Medicare Accountable Care Organizations

What are the requirements for Medicare Accountable Care Organizations?

For an organization to qualify as an accountable care organization (ACO) in the Medicare program, its primary care providers must care for at least 5,000 Medicare beneficiaries. The Centers for Medicare and Medicaid Services (CMS) has laid out several rules of conduct for ACOs participating in the MSSP. Some of the rules that affect participating providers most include:

  • Goals: ACOs agree to be held accountable for improving the health and experience of care for individuals, improving the health of populations, and reducing the rate of growth in health care spending – the triple aim.
  • Contract: ACOs contract for three-year terms in the MSSP.
  • Payment to providers: Providers in participating ACOs receive traditional Medicare FFS payments.
  • Shared savings: An ACO that meets the program's standards for quality and patient centeredness will be eligible to receive a share of any savings it achieves; that is, a share of the amount by which its expenditures are below a benchmark expenditure level.

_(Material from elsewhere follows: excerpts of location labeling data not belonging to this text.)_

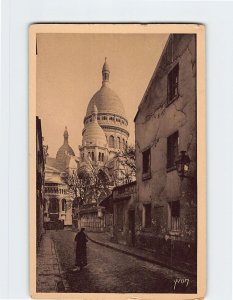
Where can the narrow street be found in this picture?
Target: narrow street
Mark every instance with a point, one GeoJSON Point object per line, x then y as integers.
{"type": "Point", "coordinates": [111, 271]}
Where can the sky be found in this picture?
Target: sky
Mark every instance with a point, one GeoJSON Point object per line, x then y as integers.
{"type": "Point", "coordinates": [69, 73]}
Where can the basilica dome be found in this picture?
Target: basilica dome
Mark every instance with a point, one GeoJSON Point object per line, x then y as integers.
{"type": "Point", "coordinates": [106, 101]}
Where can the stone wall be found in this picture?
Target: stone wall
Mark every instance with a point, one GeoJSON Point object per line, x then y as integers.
{"type": "Point", "coordinates": [155, 122]}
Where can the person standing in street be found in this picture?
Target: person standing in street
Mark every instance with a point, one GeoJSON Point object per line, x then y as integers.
{"type": "Point", "coordinates": [81, 249]}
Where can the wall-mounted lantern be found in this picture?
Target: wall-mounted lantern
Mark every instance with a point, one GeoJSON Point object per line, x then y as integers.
{"type": "Point", "coordinates": [182, 164]}
{"type": "Point", "coordinates": [100, 212]}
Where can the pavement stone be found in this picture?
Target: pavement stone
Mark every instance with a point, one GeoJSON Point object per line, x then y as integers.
{"type": "Point", "coordinates": [49, 277]}
{"type": "Point", "coordinates": [104, 240]}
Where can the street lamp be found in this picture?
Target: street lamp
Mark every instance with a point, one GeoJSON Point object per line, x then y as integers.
{"type": "Point", "coordinates": [182, 164]}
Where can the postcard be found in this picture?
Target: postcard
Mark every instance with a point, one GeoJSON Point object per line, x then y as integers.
{"type": "Point", "coordinates": [117, 161]}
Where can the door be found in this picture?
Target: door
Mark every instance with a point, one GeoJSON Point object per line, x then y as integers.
{"type": "Point", "coordinates": [131, 215]}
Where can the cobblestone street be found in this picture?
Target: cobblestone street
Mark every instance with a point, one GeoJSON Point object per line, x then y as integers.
{"type": "Point", "coordinates": [110, 271]}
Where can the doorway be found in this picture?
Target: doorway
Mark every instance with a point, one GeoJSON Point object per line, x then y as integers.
{"type": "Point", "coordinates": [131, 215]}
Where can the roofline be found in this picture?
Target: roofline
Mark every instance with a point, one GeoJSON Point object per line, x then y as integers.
{"type": "Point", "coordinates": [152, 78]}
{"type": "Point", "coordinates": [124, 185]}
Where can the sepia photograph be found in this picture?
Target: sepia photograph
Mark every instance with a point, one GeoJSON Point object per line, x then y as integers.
{"type": "Point", "coordinates": [117, 160]}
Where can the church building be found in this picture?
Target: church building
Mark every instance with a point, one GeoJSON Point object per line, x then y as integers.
{"type": "Point", "coordinates": [58, 203]}
{"type": "Point", "coordinates": [104, 135]}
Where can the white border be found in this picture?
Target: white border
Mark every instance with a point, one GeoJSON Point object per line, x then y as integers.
{"type": "Point", "coordinates": [17, 15]}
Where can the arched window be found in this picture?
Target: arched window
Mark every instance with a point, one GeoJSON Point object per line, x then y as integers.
{"type": "Point", "coordinates": [53, 206]}
{"type": "Point", "coordinates": [118, 142]}
{"type": "Point", "coordinates": [63, 204]}
{"type": "Point", "coordinates": [111, 141]}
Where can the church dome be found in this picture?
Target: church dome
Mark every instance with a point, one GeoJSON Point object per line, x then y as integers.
{"type": "Point", "coordinates": [93, 133]}
{"type": "Point", "coordinates": [64, 150]}
{"type": "Point", "coordinates": [106, 100]}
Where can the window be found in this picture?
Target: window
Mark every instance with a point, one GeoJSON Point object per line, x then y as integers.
{"type": "Point", "coordinates": [63, 204]}
{"type": "Point", "coordinates": [111, 141]}
{"type": "Point", "coordinates": [92, 156]}
{"type": "Point", "coordinates": [174, 215]}
{"type": "Point", "coordinates": [119, 215]}
{"type": "Point", "coordinates": [118, 143]}
{"type": "Point", "coordinates": [172, 84]}
{"type": "Point", "coordinates": [146, 164]}
{"type": "Point", "coordinates": [172, 149]}
{"type": "Point", "coordinates": [147, 215]}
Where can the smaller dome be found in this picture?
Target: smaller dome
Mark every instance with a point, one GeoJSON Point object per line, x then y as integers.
{"type": "Point", "coordinates": [106, 66]}
{"type": "Point", "coordinates": [94, 110]}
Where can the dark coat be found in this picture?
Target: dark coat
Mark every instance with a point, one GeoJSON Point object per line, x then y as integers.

Each ACO will determine how those shared savings are distributed to the providers.
  • Program tracks: Each ACO may choose one of two program tracks for the duration of its initial three-year agreement. The first allows the ACO to share in savings with no downside risk; the second offers the possibility of a larger share of savings in return for accepting some risk for losses.
  • Performance metrics: CMS assesses each ACO's performance annually, comparing the population of beneficiaries cared for by primary care physicians in the ACO with a benchmark population against a set of quality metrics. The program currently uses 33 metrics focused on disease states such as diabetes and ischemic vascular disease, patient satisfaction, and use of electronic health records. Initially, participating ACOs must simply report that they can collect quality data, but they eventually will be held accountable for outcomes.
  • Notice to beneficiaries: Participating providers must notify beneficiaries that the providers are participating in an ACO and are therefore eligible for additional payments for improving the quality and coordination of care while reducing overall costs, or may be financially responsible to Medicare for failing to provide efficient, cost-effective care. Beneficiaries are able to choose their providers  from inside or outside the ACO.
  • Data collection: Beneficiaries who see ACO providers can opt out of sharing their data with the ACO.
  • Reporting: ACOs are subject to strict reporting requirements. For example, MSSP ACOs are required to publicly report certain aspects of their performance and operations via the Group Practice Reporting Option (GPRO) web portal. Further, CMS has stated that at least some of these reported measures will be made public as a patient resource, so there is a high expectation for data transparency.

You can read a more extensive summary of the rules on the CMS website. The final rule itself is available in the Federal Register. Although the MSSP is well delineated by the final rule, it pays to keep abreast of developments, for instance by regulary searching online news sources.